Actually distributing these files is problematic. ITS generally seems to have operated with a pretty free notion of distribution: send a magnetic tape to pretty much anyone with a PDP-10 who asked, without executing any kind of explicit license agreement, or even having copyright notices on the text. Anyone with access to the system could take it upon themselves to edit these files. It is pretty much impossible to tell who wrote or collaborated on these files, at what time, for whom they were working, and what their employer (mostly the AI Lab at MIT) agreed to allow. Some of these files were electronic versions of AI memos and other MIT publications.

MIT apparently released a fraction of the ITS code (not enough to actually use, and without the documents) under GPL, but fuller distributions have been made informally, probably originating with the former operators of the ITS systems. Some initial versions of these dumps had a bunch of personal e-mail files and the personal data in the user data base, and later versions were scrubbed of most of this information. Even these scrubbed versions are generally unavailable, though this may be from negligence in the web hosting rather than the result of a legal takedown request.

Technically speaking, the ebook conversions are still a bit messy: I am using dbtoepub (a Ruby script converting Docbook to EPUB, and a 'texinfo-to-mobi' shell script which invokes makeinfo, dbtoepub, and Amazon's kindlegen binary to create a Kindle document. I have issues with the Table of Contents, Chapter headings for untitled chapters, and links from the index not navigating to the ideal place. I also found Emacs Info doesn't like it if I use a UTF-8 multibyte character: it seems to improperly count by characters where makeinfo counted by bytes.

I am using UTF-8 to provide a (SAIL-style?) lozenge rendering of "Altmode." Altmode is ASCII code ESC (27 decimal, 33 octal, 0x1B hex), although sometimes it is octal 175; it seems ASCII and terminals changed what they meant. Much of the time, Altmode echoes as a dollar sign $. In Supdup (see RFC 734), octal 4033 is apparently the ◊ lozenge character, and *that* can be used to echo Altmode. I like the lozenge better; it definitely stands out in Courier-style script more than $ does. Unicode denotes this as U+25CA. The TeX side of Texinfo doesn't really "get" Unicode, or even very much "funny characters," but I was able to find a TeX macro in plain.tex for \diamond that I could hack into my texinfo document and my conversion tools translated this to Unicode acceptably.

The "keystroke" index is a bit funky: it doesn't like my altmode characters.
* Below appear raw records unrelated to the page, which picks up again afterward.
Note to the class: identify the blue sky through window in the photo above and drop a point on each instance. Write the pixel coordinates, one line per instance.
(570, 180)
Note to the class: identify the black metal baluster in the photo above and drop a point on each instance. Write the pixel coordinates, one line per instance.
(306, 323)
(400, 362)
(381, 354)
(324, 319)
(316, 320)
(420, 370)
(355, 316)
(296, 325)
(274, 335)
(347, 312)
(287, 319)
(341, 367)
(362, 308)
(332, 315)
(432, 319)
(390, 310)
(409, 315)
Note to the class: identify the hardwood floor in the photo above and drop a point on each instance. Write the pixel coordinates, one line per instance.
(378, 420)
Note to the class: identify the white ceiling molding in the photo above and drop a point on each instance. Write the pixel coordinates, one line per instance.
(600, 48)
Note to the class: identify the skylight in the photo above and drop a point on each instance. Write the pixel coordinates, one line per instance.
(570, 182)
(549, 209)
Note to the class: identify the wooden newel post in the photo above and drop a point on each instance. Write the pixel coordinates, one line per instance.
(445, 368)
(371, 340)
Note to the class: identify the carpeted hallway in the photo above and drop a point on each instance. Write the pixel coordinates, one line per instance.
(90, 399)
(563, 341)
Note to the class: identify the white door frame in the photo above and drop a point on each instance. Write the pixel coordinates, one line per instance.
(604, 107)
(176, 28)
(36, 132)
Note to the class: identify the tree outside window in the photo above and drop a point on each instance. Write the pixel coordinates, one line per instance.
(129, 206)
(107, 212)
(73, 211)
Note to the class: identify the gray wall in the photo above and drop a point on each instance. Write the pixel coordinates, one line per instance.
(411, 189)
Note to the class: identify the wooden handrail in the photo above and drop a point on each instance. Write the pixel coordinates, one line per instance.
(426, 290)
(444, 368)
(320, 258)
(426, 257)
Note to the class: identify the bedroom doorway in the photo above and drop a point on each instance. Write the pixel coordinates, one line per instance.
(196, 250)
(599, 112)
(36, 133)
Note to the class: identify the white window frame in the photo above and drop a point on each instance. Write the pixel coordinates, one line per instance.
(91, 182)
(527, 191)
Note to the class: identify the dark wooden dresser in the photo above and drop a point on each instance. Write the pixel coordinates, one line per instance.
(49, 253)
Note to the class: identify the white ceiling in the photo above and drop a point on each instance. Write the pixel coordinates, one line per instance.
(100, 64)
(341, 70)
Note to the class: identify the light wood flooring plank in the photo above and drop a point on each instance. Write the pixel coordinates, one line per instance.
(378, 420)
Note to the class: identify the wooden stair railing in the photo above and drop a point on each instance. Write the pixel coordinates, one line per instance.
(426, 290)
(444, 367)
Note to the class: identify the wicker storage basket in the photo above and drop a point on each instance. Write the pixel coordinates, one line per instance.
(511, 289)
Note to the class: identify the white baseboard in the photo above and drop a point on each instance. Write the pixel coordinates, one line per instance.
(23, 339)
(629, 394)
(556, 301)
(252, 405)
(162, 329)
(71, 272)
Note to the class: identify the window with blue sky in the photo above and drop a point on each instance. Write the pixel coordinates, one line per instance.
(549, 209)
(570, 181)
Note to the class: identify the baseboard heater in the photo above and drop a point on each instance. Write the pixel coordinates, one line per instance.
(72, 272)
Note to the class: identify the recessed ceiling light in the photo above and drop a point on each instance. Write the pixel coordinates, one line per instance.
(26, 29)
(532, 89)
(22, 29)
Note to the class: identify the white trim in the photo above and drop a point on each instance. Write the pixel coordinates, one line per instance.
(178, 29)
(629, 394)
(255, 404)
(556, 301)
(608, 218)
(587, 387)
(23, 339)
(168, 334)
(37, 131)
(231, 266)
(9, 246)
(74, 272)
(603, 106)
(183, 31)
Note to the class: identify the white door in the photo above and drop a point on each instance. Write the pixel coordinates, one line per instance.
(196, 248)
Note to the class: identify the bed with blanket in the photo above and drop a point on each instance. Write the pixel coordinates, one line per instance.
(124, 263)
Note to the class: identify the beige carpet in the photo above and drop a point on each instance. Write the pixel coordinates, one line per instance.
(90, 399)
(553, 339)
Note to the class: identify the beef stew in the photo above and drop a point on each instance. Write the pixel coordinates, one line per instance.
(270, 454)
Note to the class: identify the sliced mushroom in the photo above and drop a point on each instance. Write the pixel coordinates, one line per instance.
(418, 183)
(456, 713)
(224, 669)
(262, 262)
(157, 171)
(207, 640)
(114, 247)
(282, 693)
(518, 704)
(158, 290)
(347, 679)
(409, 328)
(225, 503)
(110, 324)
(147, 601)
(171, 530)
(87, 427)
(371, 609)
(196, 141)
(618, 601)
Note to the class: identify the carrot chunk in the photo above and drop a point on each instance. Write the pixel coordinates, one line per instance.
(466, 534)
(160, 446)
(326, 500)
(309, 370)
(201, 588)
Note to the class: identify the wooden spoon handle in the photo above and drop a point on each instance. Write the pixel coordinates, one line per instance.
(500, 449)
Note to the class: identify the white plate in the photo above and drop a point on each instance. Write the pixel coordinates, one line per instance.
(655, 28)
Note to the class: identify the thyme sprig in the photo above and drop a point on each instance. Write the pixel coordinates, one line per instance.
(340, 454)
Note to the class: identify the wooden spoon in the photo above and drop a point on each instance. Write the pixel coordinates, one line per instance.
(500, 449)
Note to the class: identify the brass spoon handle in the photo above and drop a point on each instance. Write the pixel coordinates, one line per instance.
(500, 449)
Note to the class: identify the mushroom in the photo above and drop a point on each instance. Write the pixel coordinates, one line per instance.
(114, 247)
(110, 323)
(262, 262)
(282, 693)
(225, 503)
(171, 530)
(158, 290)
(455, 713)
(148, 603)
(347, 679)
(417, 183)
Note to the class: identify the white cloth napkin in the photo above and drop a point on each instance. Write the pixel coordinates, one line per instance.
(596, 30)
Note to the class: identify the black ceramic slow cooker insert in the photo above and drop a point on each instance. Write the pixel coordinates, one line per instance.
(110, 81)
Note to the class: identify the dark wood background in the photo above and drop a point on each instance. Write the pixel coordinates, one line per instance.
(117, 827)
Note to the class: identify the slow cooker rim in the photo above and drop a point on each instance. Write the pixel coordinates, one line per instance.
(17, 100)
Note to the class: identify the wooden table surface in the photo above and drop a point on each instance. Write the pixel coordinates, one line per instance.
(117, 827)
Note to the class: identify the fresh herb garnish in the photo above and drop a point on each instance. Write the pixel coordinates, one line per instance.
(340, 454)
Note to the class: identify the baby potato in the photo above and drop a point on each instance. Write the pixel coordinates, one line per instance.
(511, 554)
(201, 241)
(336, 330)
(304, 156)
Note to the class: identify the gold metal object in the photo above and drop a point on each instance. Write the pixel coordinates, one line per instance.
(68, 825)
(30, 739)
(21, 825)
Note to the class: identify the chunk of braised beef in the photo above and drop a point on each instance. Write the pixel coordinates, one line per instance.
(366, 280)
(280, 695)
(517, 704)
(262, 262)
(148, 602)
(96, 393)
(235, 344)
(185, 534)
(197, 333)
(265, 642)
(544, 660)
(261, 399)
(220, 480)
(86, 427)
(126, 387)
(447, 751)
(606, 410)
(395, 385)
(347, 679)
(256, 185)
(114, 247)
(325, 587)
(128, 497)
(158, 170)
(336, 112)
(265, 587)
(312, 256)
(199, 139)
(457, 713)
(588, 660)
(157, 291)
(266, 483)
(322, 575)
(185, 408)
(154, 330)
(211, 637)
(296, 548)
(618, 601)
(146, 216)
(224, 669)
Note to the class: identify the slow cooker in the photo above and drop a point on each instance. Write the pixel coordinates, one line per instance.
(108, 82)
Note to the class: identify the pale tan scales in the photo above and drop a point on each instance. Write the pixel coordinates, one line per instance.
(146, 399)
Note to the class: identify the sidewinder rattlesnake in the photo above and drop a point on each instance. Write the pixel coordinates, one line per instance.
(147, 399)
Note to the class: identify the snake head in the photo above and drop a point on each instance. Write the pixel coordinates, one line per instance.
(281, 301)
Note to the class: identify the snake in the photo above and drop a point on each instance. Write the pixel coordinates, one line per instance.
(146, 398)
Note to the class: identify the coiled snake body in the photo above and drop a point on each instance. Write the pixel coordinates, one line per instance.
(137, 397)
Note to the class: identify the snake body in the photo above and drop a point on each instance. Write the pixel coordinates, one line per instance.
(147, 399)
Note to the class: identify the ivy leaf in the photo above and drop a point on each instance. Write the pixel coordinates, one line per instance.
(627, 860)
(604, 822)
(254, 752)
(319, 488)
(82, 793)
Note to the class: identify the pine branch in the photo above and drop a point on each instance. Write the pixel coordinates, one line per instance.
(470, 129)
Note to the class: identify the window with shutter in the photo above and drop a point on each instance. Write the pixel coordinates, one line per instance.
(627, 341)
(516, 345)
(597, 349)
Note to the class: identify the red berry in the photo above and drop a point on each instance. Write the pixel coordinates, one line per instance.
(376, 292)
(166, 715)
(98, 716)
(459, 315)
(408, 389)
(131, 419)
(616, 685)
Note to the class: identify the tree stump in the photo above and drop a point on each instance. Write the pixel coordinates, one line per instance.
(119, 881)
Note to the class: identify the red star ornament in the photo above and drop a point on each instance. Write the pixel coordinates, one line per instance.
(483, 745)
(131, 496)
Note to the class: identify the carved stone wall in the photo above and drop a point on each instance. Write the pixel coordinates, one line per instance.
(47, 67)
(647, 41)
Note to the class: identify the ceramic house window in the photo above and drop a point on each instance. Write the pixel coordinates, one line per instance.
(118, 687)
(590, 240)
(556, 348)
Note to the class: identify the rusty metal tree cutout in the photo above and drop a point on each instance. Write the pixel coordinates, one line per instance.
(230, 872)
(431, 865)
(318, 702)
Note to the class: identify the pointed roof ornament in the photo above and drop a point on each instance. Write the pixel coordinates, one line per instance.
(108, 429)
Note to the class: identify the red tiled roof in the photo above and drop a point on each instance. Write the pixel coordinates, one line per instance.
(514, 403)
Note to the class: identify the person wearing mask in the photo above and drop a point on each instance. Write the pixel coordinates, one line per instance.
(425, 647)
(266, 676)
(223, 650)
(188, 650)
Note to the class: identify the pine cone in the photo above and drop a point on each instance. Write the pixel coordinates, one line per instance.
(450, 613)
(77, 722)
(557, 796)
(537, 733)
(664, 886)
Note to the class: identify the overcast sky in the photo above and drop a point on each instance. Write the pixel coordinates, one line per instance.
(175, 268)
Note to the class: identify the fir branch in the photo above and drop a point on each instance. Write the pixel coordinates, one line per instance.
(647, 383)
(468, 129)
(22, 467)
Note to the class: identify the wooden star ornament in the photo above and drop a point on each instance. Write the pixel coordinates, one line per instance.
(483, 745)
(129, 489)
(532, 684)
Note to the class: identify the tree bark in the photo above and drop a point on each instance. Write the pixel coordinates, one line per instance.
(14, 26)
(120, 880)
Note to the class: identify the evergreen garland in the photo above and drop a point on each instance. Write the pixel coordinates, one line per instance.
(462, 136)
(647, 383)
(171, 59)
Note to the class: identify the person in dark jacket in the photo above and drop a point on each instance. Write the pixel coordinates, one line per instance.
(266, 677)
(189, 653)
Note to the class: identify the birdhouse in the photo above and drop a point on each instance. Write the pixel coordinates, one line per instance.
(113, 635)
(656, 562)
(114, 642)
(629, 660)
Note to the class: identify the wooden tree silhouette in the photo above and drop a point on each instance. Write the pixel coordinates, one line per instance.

Metavariable notation using <var> is not supported by the semantic markup: info would show it as VAR, which I think is a really bad choice when all the other command keys are in upper case. Likewise for Control characters; I'd like ^Z, etc., to look nice, and be semantically understood for indexing, but not use C-Z or C-z notation. I'd like to be able to specify initial Texinfo variable settings from the command line (so that I could say 'makeinfo --altmodechar=$' or '--altmodechar=\033' to render my Info files in other ways), but I can only specify boolean flags that way.